Active in Africa, Lucky Iron Fish is hoping to extend its reach in India — a country where iron deficiency is a major health concern — and Summerlee has started talking to Carleton’s Canada-India Centre about how to better connect with people in India.
“For me, ‘Here for Good’ is a beacon for a university where the way things are done is different,” he says. “But just saying the words is not enough. How are we putting this idea into practice? How does that make us different in teaching, in research, in community service? How can we use this idea to enhance our reputation more broadly?”
Separating Fact from Fiction
In mid-October, Summerlee and Jerry Tomberlin, Carleton’s interim provost and vice-president (Academic), sat at the front of a conference room in Residence Commons, taking questions from the floor. The gathering was the university’s inaugural Rumour Mill, an opportunity for anybody in the Carleton community to ask questions and “separate fact from fiction.”
The focus of their inquiries varied tremendously, from the code of conduct for members of the Board of Governors and the review process for Carleton’s sexual assault policy to traffic concerns, precarious work and the creation of new endowed chairs.
“Having any kind of muzzle or restraining order on people is inappropriate,” Summerlee said in response to a question about the code of conduct. “I think it’s very important for a community that values free speech to ensure that there is free speech in everything we do.”
Taken more broadly, that statement reflects Summerlee’s commitment to transparency and openness. And beyond leading by example, he’s attempting to further enshrine these values at Carleton by encouraging others to take on this challenge themselves — to be the change they want to see in the world.
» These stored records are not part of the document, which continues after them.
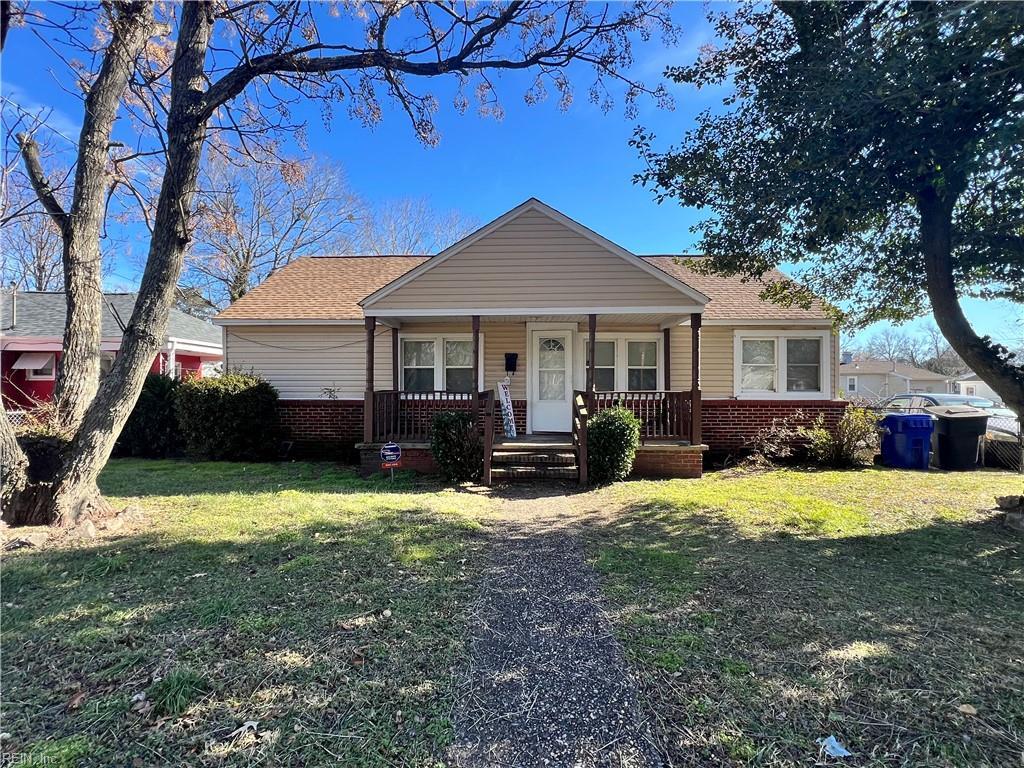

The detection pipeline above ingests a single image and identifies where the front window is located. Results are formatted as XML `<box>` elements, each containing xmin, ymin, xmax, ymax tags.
<box><xmin>786</xmin><ymin>338</ymin><xmax>821</xmax><ymax>392</ymax></box>
<box><xmin>25</xmin><ymin>354</ymin><xmax>55</xmax><ymax>381</ymax></box>
<box><xmin>736</xmin><ymin>332</ymin><xmax>830</xmax><ymax>397</ymax></box>
<box><xmin>587</xmin><ymin>340</ymin><xmax>616</xmax><ymax>391</ymax></box>
<box><xmin>627</xmin><ymin>341</ymin><xmax>658</xmax><ymax>391</ymax></box>
<box><xmin>444</xmin><ymin>340</ymin><xmax>474</xmax><ymax>393</ymax></box>
<box><xmin>740</xmin><ymin>339</ymin><xmax>777</xmax><ymax>392</ymax></box>
<box><xmin>846</xmin><ymin>376</ymin><xmax>857</xmax><ymax>393</ymax></box>
<box><xmin>401</xmin><ymin>336</ymin><xmax>480</xmax><ymax>392</ymax></box>
<box><xmin>402</xmin><ymin>340</ymin><xmax>435</xmax><ymax>392</ymax></box>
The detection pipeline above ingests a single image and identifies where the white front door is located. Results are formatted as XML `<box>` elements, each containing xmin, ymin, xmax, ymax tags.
<box><xmin>530</xmin><ymin>331</ymin><xmax>573</xmax><ymax>432</ymax></box>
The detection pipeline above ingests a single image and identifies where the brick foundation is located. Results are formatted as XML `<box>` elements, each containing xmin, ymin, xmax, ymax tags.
<box><xmin>358</xmin><ymin>444</ymin><xmax>437</xmax><ymax>476</ymax></box>
<box><xmin>702</xmin><ymin>399</ymin><xmax>848</xmax><ymax>453</ymax></box>
<box><xmin>632</xmin><ymin>443</ymin><xmax>706</xmax><ymax>479</ymax></box>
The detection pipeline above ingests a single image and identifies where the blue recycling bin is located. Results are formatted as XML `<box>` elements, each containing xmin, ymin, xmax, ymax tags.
<box><xmin>878</xmin><ymin>413</ymin><xmax>934</xmax><ymax>470</ymax></box>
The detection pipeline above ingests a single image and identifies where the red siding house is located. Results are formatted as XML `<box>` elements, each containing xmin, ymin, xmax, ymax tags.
<box><xmin>1</xmin><ymin>290</ymin><xmax>223</xmax><ymax>410</ymax></box>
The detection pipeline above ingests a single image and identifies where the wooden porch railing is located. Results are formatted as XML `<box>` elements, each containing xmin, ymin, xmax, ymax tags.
<box><xmin>482</xmin><ymin>391</ymin><xmax>496</xmax><ymax>485</ymax></box>
<box><xmin>572</xmin><ymin>391</ymin><xmax>589</xmax><ymax>485</ymax></box>
<box><xmin>589</xmin><ymin>390</ymin><xmax>691</xmax><ymax>442</ymax></box>
<box><xmin>371</xmin><ymin>390</ymin><xmax>492</xmax><ymax>442</ymax></box>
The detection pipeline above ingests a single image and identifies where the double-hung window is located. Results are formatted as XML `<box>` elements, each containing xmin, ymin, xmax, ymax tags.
<box><xmin>735</xmin><ymin>331</ymin><xmax>830</xmax><ymax>398</ymax></box>
<box><xmin>401</xmin><ymin>336</ymin><xmax>480</xmax><ymax>393</ymax></box>
<box><xmin>585</xmin><ymin>335</ymin><xmax>662</xmax><ymax>391</ymax></box>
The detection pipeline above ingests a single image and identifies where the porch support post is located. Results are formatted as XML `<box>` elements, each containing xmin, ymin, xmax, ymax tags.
<box><xmin>391</xmin><ymin>327</ymin><xmax>399</xmax><ymax>390</ymax></box>
<box><xmin>587</xmin><ymin>313</ymin><xmax>597</xmax><ymax>398</ymax></box>
<box><xmin>471</xmin><ymin>315</ymin><xmax>481</xmax><ymax>425</ymax></box>
<box><xmin>663</xmin><ymin>327</ymin><xmax>671</xmax><ymax>390</ymax></box>
<box><xmin>363</xmin><ymin>316</ymin><xmax>376</xmax><ymax>443</ymax></box>
<box><xmin>689</xmin><ymin>312</ymin><xmax>702</xmax><ymax>446</ymax></box>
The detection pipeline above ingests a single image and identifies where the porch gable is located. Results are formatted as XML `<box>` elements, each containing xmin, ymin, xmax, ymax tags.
<box><xmin>360</xmin><ymin>199</ymin><xmax>708</xmax><ymax>316</ymax></box>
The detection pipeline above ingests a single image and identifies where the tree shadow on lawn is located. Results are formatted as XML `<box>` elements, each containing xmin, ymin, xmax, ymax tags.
<box><xmin>98</xmin><ymin>458</ymin><xmax>441</xmax><ymax>499</ymax></box>
<box><xmin>2</xmin><ymin>509</ymin><xmax>484</xmax><ymax>767</ymax></box>
<box><xmin>584</xmin><ymin>503</ymin><xmax>1024</xmax><ymax>766</ymax></box>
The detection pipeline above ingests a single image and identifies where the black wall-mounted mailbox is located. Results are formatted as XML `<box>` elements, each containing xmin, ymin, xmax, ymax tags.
<box><xmin>504</xmin><ymin>353</ymin><xmax>518</xmax><ymax>374</ymax></box>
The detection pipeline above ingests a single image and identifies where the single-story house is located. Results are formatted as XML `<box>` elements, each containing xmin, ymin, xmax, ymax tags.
<box><xmin>1</xmin><ymin>290</ymin><xmax>223</xmax><ymax>410</ymax></box>
<box><xmin>952</xmin><ymin>371</ymin><xmax>1001</xmax><ymax>404</ymax></box>
<box><xmin>838</xmin><ymin>360</ymin><xmax>953</xmax><ymax>401</ymax></box>
<box><xmin>215</xmin><ymin>199</ymin><xmax>845</xmax><ymax>480</ymax></box>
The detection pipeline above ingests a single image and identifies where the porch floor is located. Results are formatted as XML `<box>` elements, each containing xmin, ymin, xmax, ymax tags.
<box><xmin>493</xmin><ymin>433</ymin><xmax>574</xmax><ymax>450</ymax></box>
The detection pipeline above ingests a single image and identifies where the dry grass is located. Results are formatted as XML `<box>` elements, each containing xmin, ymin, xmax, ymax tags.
<box><xmin>1</xmin><ymin>460</ymin><xmax>492</xmax><ymax>767</ymax></box>
<box><xmin>585</xmin><ymin>467</ymin><xmax>1024</xmax><ymax>767</ymax></box>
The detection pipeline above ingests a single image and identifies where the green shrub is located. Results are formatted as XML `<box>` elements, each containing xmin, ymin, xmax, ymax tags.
<box><xmin>174</xmin><ymin>372</ymin><xmax>281</xmax><ymax>460</ymax></box>
<box><xmin>800</xmin><ymin>407</ymin><xmax>878</xmax><ymax>468</ymax></box>
<box><xmin>430</xmin><ymin>411</ymin><xmax>482</xmax><ymax>482</ymax></box>
<box><xmin>117</xmin><ymin>374</ymin><xmax>180</xmax><ymax>458</ymax></box>
<box><xmin>587</xmin><ymin>406</ymin><xmax>641</xmax><ymax>483</ymax></box>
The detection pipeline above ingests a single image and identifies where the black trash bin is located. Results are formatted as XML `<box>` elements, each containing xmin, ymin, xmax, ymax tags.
<box><xmin>923</xmin><ymin>405</ymin><xmax>990</xmax><ymax>471</ymax></box>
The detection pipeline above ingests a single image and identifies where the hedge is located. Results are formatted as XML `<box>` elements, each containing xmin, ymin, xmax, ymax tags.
<box><xmin>117</xmin><ymin>374</ymin><xmax>181</xmax><ymax>458</ymax></box>
<box><xmin>173</xmin><ymin>372</ymin><xmax>281</xmax><ymax>460</ymax></box>
<box><xmin>587</xmin><ymin>406</ymin><xmax>641</xmax><ymax>483</ymax></box>
<box><xmin>430</xmin><ymin>411</ymin><xmax>482</xmax><ymax>482</ymax></box>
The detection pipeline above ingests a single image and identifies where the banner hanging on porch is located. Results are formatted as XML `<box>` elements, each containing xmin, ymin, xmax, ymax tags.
<box><xmin>498</xmin><ymin>379</ymin><xmax>517</xmax><ymax>438</ymax></box>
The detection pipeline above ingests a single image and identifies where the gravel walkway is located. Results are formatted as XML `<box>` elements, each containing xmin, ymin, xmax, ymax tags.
<box><xmin>447</xmin><ymin>485</ymin><xmax>661</xmax><ymax>768</ymax></box>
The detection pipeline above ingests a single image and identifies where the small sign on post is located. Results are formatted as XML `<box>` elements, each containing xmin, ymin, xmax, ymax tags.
<box><xmin>380</xmin><ymin>441</ymin><xmax>402</xmax><ymax>481</ymax></box>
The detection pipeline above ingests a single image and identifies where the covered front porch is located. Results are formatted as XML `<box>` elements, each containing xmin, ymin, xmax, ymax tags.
<box><xmin>359</xmin><ymin>311</ymin><xmax>705</xmax><ymax>483</ymax></box>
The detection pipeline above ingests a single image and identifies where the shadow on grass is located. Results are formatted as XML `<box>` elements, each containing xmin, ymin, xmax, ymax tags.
<box><xmin>2</xmin><ymin>509</ymin><xmax>482</xmax><ymax>768</ymax></box>
<box><xmin>98</xmin><ymin>458</ymin><xmax>441</xmax><ymax>499</ymax></box>
<box><xmin>582</xmin><ymin>501</ymin><xmax>1024</xmax><ymax>766</ymax></box>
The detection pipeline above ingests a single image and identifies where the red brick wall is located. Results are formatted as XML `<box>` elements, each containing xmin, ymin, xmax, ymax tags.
<box><xmin>279</xmin><ymin>399</ymin><xmax>364</xmax><ymax>443</ymax></box>
<box><xmin>702</xmin><ymin>399</ymin><xmax>848</xmax><ymax>452</ymax></box>
<box><xmin>359</xmin><ymin>445</ymin><xmax>437</xmax><ymax>476</ymax></box>
<box><xmin>633</xmin><ymin>446</ymin><xmax>704</xmax><ymax>479</ymax></box>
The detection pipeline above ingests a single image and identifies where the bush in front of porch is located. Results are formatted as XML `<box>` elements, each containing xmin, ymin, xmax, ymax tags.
<box><xmin>431</xmin><ymin>411</ymin><xmax>483</xmax><ymax>482</ymax></box>
<box><xmin>588</xmin><ymin>406</ymin><xmax>641</xmax><ymax>483</ymax></box>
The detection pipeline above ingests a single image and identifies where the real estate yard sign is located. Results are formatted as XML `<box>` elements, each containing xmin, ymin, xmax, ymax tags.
<box><xmin>498</xmin><ymin>380</ymin><xmax>517</xmax><ymax>438</ymax></box>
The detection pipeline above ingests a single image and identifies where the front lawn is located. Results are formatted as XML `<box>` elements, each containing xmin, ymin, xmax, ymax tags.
<box><xmin>2</xmin><ymin>460</ymin><xmax>490</xmax><ymax>767</ymax></box>
<box><xmin>587</xmin><ymin>468</ymin><xmax>1024</xmax><ymax>767</ymax></box>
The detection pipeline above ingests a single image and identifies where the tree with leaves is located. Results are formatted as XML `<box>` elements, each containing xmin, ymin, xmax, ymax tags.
<box><xmin>0</xmin><ymin>1</ymin><xmax>674</xmax><ymax>524</ymax></box>
<box><xmin>635</xmin><ymin>1</ymin><xmax>1024</xmax><ymax>414</ymax></box>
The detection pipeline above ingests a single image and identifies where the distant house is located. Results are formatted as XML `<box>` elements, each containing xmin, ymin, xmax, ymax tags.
<box><xmin>953</xmin><ymin>372</ymin><xmax>1001</xmax><ymax>405</ymax></box>
<box><xmin>838</xmin><ymin>359</ymin><xmax>953</xmax><ymax>400</ymax></box>
<box><xmin>1</xmin><ymin>291</ymin><xmax>223</xmax><ymax>409</ymax></box>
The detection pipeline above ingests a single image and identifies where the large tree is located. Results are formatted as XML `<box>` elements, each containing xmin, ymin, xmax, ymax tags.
<box><xmin>1</xmin><ymin>1</ymin><xmax>674</xmax><ymax>524</ymax></box>
<box><xmin>356</xmin><ymin>197</ymin><xmax>477</xmax><ymax>255</ymax></box>
<box><xmin>635</xmin><ymin>1</ymin><xmax>1024</xmax><ymax>414</ymax></box>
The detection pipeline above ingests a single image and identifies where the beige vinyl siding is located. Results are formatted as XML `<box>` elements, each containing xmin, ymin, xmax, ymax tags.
<box><xmin>226</xmin><ymin>325</ymin><xmax>393</xmax><ymax>400</ymax></box>
<box><xmin>371</xmin><ymin>209</ymin><xmax>692</xmax><ymax>311</ymax></box>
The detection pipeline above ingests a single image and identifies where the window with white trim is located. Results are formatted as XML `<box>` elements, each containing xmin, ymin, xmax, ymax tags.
<box><xmin>739</xmin><ymin>339</ymin><xmax>777</xmax><ymax>392</ymax></box>
<box><xmin>627</xmin><ymin>341</ymin><xmax>658</xmax><ymax>391</ymax></box>
<box><xmin>401</xmin><ymin>335</ymin><xmax>481</xmax><ymax>393</ymax></box>
<box><xmin>846</xmin><ymin>376</ymin><xmax>858</xmax><ymax>394</ymax></box>
<box><xmin>25</xmin><ymin>354</ymin><xmax>56</xmax><ymax>381</ymax></box>
<box><xmin>734</xmin><ymin>331</ymin><xmax>831</xmax><ymax>398</ymax></box>
<box><xmin>584</xmin><ymin>334</ymin><xmax>662</xmax><ymax>391</ymax></box>
<box><xmin>590</xmin><ymin>340</ymin><xmax>616</xmax><ymax>391</ymax></box>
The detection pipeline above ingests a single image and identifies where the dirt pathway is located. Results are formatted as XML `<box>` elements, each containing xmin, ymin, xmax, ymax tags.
<box><xmin>447</xmin><ymin>484</ymin><xmax>661</xmax><ymax>768</ymax></box>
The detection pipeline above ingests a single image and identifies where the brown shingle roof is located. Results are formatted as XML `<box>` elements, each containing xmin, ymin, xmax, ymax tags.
<box><xmin>215</xmin><ymin>256</ymin><xmax>429</xmax><ymax>320</ymax></box>
<box><xmin>215</xmin><ymin>254</ymin><xmax>832</xmax><ymax>322</ymax></box>
<box><xmin>640</xmin><ymin>256</ymin><xmax>830</xmax><ymax>321</ymax></box>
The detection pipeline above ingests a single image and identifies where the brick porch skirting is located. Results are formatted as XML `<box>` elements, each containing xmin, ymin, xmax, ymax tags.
<box><xmin>632</xmin><ymin>443</ymin><xmax>707</xmax><ymax>479</ymax></box>
<box><xmin>702</xmin><ymin>399</ymin><xmax>848</xmax><ymax>453</ymax></box>
<box><xmin>358</xmin><ymin>444</ymin><xmax>437</xmax><ymax>476</ymax></box>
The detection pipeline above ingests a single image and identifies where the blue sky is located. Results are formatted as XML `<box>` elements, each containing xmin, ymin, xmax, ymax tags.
<box><xmin>2</xmin><ymin>2</ymin><xmax>1019</xmax><ymax>350</ymax></box>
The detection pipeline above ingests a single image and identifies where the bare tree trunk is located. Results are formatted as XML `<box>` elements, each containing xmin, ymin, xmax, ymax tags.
<box><xmin>918</xmin><ymin>192</ymin><xmax>1024</xmax><ymax>416</ymax></box>
<box><xmin>0</xmin><ymin>411</ymin><xmax>28</xmax><ymax>509</ymax></box>
<box><xmin>20</xmin><ymin>3</ymin><xmax>155</xmax><ymax>432</ymax></box>
<box><xmin>38</xmin><ymin>2</ymin><xmax>213</xmax><ymax>525</ymax></box>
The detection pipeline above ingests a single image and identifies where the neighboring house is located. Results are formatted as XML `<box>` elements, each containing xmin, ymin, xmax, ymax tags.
<box><xmin>952</xmin><ymin>371</ymin><xmax>1001</xmax><ymax>404</ymax></box>
<box><xmin>215</xmin><ymin>199</ymin><xmax>845</xmax><ymax>480</ymax></box>
<box><xmin>1</xmin><ymin>291</ymin><xmax>223</xmax><ymax>409</ymax></box>
<box><xmin>838</xmin><ymin>360</ymin><xmax>953</xmax><ymax>401</ymax></box>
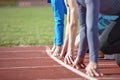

“The value of an institution and its forward trajectory should never rely on one person and certainly not on one person’s ideas,” says Summerlee.
“So, rather than come in and say: ‘We need to change that’ or ‘We need to do this,’ I am much more confident about saying to people: ‘You need to think about how you want to do that’ or ‘If you want to change this, I can help with the framework, but it needs to be you, it needs to be your ideas, it needs to be what you’re going to put forward.’ I think that’s what I can offer Carleton this year.”